Nel Mumonkan (una raccolta di quarantotto koan scritta dal monaco Mumon, 1183-1260) si trova una frase che mi ha sempre incuriosito: “Se incontri il Buddha sulla tua strada uccidilo”. Io non sono un esperto di zen, anzi. Però so che tutto ciò che è zen si presta a molteplici interpretazioni. La mia interpretazione di questa frase è la seguente: “Se incontri un maestro nella tua vita sbarazzatene appena puoi, altrimenti ti impedirà di proseguire”.
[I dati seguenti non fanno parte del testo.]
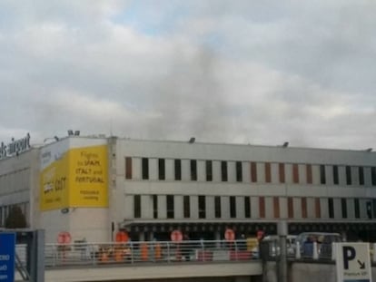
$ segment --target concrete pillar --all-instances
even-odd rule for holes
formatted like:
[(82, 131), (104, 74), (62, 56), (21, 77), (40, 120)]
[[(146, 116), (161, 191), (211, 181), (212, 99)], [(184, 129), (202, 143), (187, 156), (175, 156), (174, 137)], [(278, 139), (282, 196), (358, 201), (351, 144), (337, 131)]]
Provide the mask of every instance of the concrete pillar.
[(278, 222), (278, 236), (280, 238), (281, 256), (279, 261), (279, 282), (287, 282), (287, 238), (288, 229), (286, 220)]
[(335, 260), (336, 251), (337, 251), (337, 244), (331, 243), (331, 260), (333, 261)]
[(372, 262), (376, 262), (376, 243), (373, 243), (373, 254), (372, 254)]
[(299, 242), (296, 242), (296, 249), (295, 249), (295, 258), (301, 259), (301, 244)]
[(313, 242), (312, 258), (319, 259), (319, 252), (317, 249), (317, 242)]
Quando ho iniziato ad appassionarmi ai lavori di Beckett mi sono reso conto di trovarmi di fronte ad un autore che stava occupando tutto il mio immaginario artistico. Non riuscivo più a leggere un libro o ad andare a teatro senza valutare – spesso inconsciamente – le affinità e le divergenze con l’opera del maestro. Bisognava sbarazzarsi di questo ingombrante Buddha-Beckett…
Come si può uccidere qualcuno che è già morto? Se è un artista – mi sono detto – forse è possibile: esaurendo la conoscenza della sua opera. Allora anziché limitarmi a “leggere” Beckett ho iniziato a “studiarlo”: leggendo saggi, biografie, cercando notizie su Internet, scrivendo piccole schede critiche di ogni suo lavoro, cercando ogni volta fonti, collegamenti e interpretazioni.
www.samuelbeckett.it, in rete dall’agosto del 2003, è il frutto di tutto questo. Non so a che punto del lavoro mi trovo, ma questo sito può considerarsi davvero il risultato del lento omicidio che sto compiendo.

Federico Platania

In copertina Federico Platania e Samuel Beckett mentre osservano due scimmie che giocano a scacchi (nel caso ve lo stiate chiedendo: sì, è un fotomontaggio).